Pandemia e smart working, di Grazia Labate

La pandemia ci ha obbligato all’adozione di nuove modalità di lavoro, innescando la marcia verso una transizione inevitabile, complessa da gestire.


Il 2020 è stato segnato dalla pandemia di Covid-19 e dalle conseguenze che essa ha avuto in tutti gli ambiti della vita quotidiana, primo fra tutti il passaggio obbligato allo smart working.
Nel 2021, con l’avvento dei vaccini, uno spiraglio di luce si intravede in fondo al tunnel, ma i dati ci dicono che la curva epidemica non riesce a calare sensibilmente ed il numero dei decessi giornalieri è ancora alto.

Dobbiamo ancora fare i conti con le restrizioni e i comportamenti responsabili fino a quando la copertura vaccinale ci consegni l’immunità di gregge di cui abbiamo bisogno.
La pandemia ci ha obbligato all’adozione di nuove modalità di lavoro, innescando la marcia verso una transizione inevitabile, complessa da gestire.

Il ripensamento di tempi, spazi, modalità di lavoro ha infatti ripercussioni non solo sulla produttività delle imprese, delle persone coinvolte, sui loro stili di vita, ma anche sugli ecosistemi urbani e sull’organizzazione delle nostre comunità.

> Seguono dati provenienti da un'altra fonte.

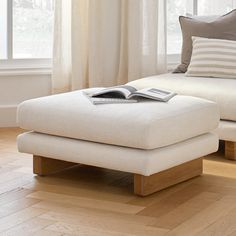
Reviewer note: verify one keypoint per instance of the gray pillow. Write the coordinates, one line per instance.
(223, 27)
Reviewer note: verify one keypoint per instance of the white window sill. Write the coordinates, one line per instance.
(25, 67)
(28, 71)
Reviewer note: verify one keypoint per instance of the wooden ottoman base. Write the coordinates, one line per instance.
(143, 185)
(230, 150)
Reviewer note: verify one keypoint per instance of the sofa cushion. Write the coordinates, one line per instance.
(213, 58)
(133, 160)
(219, 90)
(145, 125)
(221, 28)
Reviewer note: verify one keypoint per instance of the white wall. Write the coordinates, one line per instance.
(17, 88)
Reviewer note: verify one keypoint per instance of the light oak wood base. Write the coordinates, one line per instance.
(146, 185)
(45, 166)
(230, 150)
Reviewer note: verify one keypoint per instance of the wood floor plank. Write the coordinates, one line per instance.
(94, 201)
(29, 228)
(80, 192)
(87, 202)
(120, 226)
(226, 225)
(80, 212)
(186, 210)
(82, 230)
(19, 217)
(169, 203)
(205, 218)
(12, 207)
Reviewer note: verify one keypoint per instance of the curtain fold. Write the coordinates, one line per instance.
(107, 42)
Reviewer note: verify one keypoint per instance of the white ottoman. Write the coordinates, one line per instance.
(161, 143)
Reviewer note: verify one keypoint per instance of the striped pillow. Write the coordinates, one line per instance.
(213, 58)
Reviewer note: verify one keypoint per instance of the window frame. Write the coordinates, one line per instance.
(21, 64)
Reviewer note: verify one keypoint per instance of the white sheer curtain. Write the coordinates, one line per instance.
(107, 42)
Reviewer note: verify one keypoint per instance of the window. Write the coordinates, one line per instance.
(175, 8)
(26, 32)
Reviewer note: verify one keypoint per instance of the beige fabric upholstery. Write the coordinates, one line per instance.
(218, 90)
(222, 28)
(213, 58)
(144, 125)
(144, 162)
(227, 130)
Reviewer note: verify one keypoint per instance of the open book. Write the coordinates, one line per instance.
(128, 94)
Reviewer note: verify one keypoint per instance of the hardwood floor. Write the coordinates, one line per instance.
(92, 201)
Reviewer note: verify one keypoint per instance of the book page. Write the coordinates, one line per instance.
(124, 90)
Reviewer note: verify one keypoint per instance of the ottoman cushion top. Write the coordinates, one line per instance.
(144, 125)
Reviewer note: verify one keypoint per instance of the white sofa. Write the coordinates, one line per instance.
(222, 91)
(155, 141)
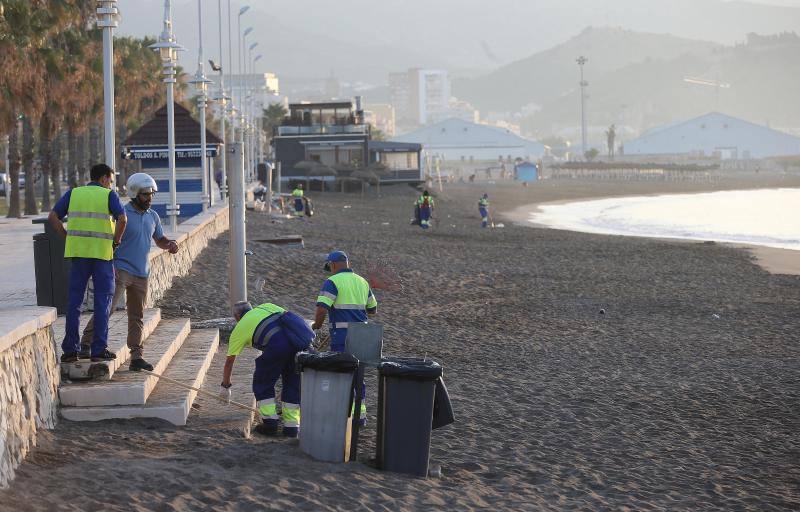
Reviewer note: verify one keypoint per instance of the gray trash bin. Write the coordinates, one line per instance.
(406, 390)
(325, 400)
(50, 267)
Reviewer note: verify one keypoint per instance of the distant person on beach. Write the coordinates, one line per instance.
(345, 298)
(279, 335)
(92, 236)
(297, 193)
(483, 209)
(425, 203)
(132, 265)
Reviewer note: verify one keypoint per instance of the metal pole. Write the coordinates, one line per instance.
(106, 12)
(236, 213)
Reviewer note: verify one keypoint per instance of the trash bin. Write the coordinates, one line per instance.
(406, 389)
(325, 401)
(50, 267)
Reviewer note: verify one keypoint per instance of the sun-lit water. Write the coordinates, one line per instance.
(761, 217)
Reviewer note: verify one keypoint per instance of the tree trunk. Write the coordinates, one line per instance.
(45, 158)
(13, 171)
(81, 158)
(56, 165)
(72, 157)
(31, 208)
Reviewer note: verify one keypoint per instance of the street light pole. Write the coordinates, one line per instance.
(201, 83)
(168, 47)
(107, 20)
(581, 62)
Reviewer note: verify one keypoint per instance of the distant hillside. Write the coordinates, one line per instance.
(763, 77)
(548, 75)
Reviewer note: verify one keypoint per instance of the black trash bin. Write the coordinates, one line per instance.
(406, 389)
(51, 268)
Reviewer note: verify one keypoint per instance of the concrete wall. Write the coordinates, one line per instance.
(29, 379)
(193, 236)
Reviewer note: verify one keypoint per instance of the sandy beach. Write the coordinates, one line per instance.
(587, 372)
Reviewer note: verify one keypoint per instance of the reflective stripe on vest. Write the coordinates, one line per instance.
(90, 229)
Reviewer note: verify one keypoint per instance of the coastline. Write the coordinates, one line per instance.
(771, 259)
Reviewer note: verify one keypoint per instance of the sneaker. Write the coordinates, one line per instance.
(140, 364)
(69, 357)
(267, 428)
(105, 355)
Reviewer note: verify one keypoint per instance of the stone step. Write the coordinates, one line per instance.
(117, 333)
(127, 387)
(168, 401)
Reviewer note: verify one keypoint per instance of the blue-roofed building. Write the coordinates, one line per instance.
(148, 147)
(715, 134)
(460, 140)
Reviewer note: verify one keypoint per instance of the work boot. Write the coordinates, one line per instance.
(140, 364)
(268, 427)
(69, 357)
(105, 355)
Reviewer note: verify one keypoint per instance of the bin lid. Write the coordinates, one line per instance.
(337, 362)
(414, 369)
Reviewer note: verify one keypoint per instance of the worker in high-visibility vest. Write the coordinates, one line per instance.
(483, 209)
(279, 335)
(297, 193)
(345, 298)
(92, 236)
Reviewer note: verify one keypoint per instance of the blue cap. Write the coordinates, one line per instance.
(336, 256)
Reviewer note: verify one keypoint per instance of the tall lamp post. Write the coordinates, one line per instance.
(107, 15)
(168, 48)
(581, 62)
(201, 84)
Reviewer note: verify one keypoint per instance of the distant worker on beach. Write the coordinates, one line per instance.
(132, 264)
(425, 203)
(92, 236)
(297, 193)
(279, 335)
(346, 298)
(483, 208)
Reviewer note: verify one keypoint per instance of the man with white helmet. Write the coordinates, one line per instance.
(131, 263)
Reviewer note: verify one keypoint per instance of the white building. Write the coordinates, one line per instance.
(715, 134)
(460, 140)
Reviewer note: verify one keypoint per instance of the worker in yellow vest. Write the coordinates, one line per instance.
(92, 235)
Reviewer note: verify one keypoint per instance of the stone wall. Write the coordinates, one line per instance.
(29, 379)
(194, 235)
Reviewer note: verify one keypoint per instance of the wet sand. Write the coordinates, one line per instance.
(587, 371)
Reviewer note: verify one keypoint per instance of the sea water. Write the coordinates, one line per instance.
(769, 217)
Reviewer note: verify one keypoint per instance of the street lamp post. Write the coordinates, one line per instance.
(107, 20)
(201, 83)
(168, 48)
(581, 62)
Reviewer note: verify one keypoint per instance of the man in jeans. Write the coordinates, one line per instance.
(131, 264)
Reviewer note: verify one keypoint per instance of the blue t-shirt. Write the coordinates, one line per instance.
(142, 228)
(114, 204)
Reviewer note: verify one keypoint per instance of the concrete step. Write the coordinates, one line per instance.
(117, 333)
(127, 387)
(168, 401)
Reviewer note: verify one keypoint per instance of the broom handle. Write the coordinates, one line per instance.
(206, 393)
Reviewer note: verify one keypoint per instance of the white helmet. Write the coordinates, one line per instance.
(140, 182)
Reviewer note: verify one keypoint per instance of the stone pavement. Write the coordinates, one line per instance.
(18, 284)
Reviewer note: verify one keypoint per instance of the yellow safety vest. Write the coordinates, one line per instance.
(90, 228)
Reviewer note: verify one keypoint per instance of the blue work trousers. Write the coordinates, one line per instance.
(102, 274)
(277, 361)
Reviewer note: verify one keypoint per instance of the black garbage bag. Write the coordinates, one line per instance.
(336, 362)
(442, 407)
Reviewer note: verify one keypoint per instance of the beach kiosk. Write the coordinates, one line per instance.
(148, 147)
(527, 172)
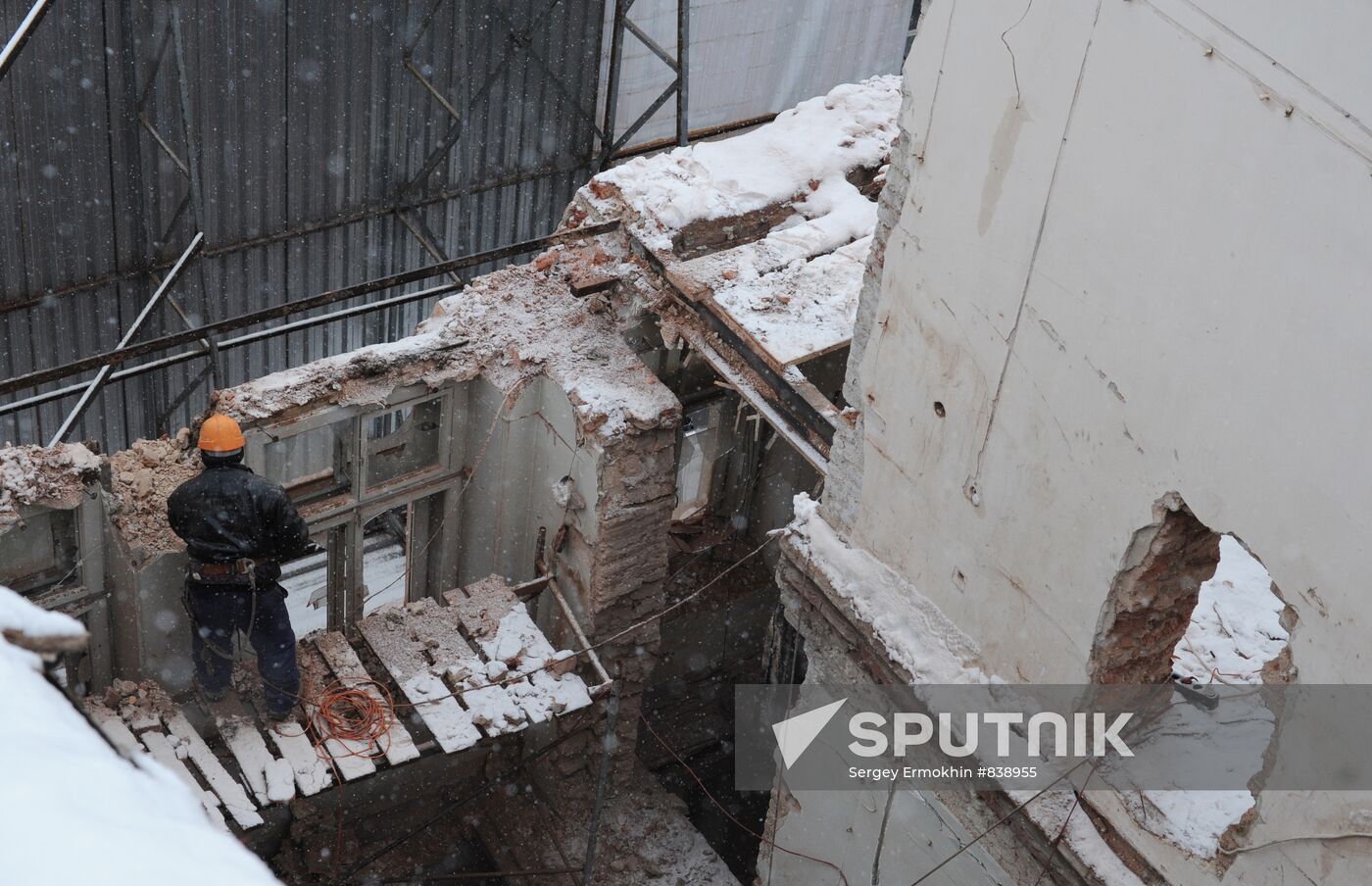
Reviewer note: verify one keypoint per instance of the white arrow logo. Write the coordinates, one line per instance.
(795, 734)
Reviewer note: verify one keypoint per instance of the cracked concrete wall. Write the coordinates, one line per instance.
(1131, 261)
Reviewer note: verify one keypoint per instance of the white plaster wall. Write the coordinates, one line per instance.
(1146, 271)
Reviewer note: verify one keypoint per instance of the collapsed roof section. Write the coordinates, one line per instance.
(768, 229)
(45, 476)
(507, 325)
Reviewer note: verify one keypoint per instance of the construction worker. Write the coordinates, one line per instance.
(237, 528)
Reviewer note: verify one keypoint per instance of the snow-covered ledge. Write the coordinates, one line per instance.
(72, 810)
(903, 637)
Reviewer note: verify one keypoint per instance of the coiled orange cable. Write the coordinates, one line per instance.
(361, 714)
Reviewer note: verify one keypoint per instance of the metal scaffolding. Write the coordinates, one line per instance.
(679, 86)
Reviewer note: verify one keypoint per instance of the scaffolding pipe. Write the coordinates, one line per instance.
(682, 79)
(253, 319)
(16, 45)
(616, 57)
(37, 399)
(100, 377)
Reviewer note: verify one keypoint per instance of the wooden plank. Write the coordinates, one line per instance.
(350, 759)
(400, 638)
(340, 658)
(230, 793)
(504, 631)
(165, 755)
(312, 772)
(261, 768)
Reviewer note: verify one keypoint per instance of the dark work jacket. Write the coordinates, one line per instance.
(228, 512)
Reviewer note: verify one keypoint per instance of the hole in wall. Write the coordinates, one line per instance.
(1194, 605)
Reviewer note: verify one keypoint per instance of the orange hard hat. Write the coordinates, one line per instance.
(220, 433)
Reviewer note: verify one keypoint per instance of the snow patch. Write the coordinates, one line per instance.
(914, 631)
(1237, 624)
(134, 823)
(36, 474)
(850, 127)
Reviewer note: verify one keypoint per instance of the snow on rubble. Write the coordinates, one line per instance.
(508, 325)
(911, 627)
(818, 140)
(772, 225)
(932, 649)
(133, 821)
(36, 474)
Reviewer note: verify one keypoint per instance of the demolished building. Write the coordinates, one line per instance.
(552, 456)
(816, 402)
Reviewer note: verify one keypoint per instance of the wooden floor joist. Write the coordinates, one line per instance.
(352, 760)
(414, 645)
(336, 652)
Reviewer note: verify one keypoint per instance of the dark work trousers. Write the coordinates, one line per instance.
(217, 612)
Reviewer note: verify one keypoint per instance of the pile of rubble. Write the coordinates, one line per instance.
(33, 474)
(140, 480)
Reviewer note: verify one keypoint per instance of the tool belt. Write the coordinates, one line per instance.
(242, 570)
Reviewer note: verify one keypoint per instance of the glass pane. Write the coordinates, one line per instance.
(41, 555)
(313, 464)
(306, 582)
(384, 560)
(402, 442)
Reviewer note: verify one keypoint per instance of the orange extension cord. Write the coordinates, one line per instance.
(361, 714)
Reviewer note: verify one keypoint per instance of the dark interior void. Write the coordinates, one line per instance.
(731, 634)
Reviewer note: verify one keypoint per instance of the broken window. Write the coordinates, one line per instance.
(312, 463)
(404, 442)
(704, 445)
(384, 557)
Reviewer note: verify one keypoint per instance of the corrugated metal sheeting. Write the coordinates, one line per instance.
(299, 114)
(306, 136)
(750, 58)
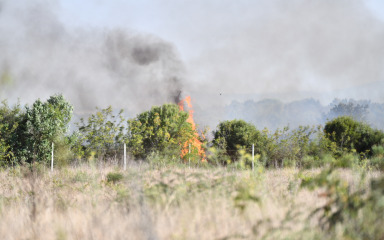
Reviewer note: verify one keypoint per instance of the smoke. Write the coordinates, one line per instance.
(92, 67)
(288, 50)
(234, 50)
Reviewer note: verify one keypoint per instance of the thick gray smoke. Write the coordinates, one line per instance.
(40, 57)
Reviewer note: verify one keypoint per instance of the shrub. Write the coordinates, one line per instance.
(235, 135)
(114, 177)
(162, 129)
(349, 134)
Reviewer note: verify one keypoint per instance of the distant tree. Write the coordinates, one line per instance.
(357, 111)
(162, 129)
(236, 135)
(349, 134)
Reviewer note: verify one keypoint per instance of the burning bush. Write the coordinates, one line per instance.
(163, 129)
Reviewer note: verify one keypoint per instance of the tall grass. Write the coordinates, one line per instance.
(145, 202)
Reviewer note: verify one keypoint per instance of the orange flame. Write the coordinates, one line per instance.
(194, 142)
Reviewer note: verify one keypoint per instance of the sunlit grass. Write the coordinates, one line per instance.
(155, 203)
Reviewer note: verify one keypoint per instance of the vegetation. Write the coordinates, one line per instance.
(307, 182)
(233, 136)
(162, 130)
(349, 134)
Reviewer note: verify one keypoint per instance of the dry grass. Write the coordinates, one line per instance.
(166, 203)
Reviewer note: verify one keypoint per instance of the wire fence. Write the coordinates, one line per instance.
(119, 156)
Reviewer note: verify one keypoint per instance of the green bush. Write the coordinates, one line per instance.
(163, 129)
(236, 135)
(114, 177)
(349, 135)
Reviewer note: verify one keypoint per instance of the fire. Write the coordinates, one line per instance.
(195, 143)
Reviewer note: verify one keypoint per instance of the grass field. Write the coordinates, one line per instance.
(147, 202)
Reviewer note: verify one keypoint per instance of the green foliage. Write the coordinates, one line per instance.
(354, 110)
(45, 122)
(286, 148)
(27, 136)
(235, 135)
(162, 129)
(102, 136)
(9, 122)
(114, 177)
(349, 135)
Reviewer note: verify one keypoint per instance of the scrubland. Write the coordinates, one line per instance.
(168, 202)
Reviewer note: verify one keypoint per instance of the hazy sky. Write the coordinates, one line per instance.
(103, 52)
(264, 47)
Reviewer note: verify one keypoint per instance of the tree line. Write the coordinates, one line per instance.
(159, 134)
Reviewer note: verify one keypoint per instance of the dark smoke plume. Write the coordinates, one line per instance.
(40, 56)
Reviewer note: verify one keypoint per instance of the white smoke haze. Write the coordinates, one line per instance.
(125, 69)
(241, 50)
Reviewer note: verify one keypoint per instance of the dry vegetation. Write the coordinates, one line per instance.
(146, 202)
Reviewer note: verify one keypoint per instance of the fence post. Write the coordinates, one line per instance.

Sappiamo bene come la modalità di lavoro a distanza, in inglese remote working, in italiano, nell’uso comune smart working, abbia avuto, il sopravvento, per evitare il diffondersi del virus nei luoghi di lavoro. In realtà, in questi mesi non c’è stato un vero e proprio smart working, ma una sua versione forzata dall’emergenza sanitaria. Lo smart working è stato introdotto in Italia già nel 2017, con la legge 81, come una sorta di evoluzione del telelavoro ovvero il lavoro svolto a casa seguendo gli orari d’ufficio in una postazione lavorativa simile a quella “in sede”, spesso fornita di supporti offerti dall’azienda stessa. Lo smart working, inteso come lavoro agile, comporta invece flessibilità, prevede che non ci siano precisi vincoli di orario o di luogo del lavoro.

A contare sono gli obiettivi e i risultati raggiunti. Una ricerca Istat del 2020 ci dice che il 90% delle grandi imprese italiane (con più di 250 addetti) e il 73% delle imprese di dimensione media (50-249 addetti) hanno introdotto o esteso lo smart working durante l’emergenza, contro il 37% delle piccole (10-49 addetti) e il 18% delle microimprese (3-9 addetti).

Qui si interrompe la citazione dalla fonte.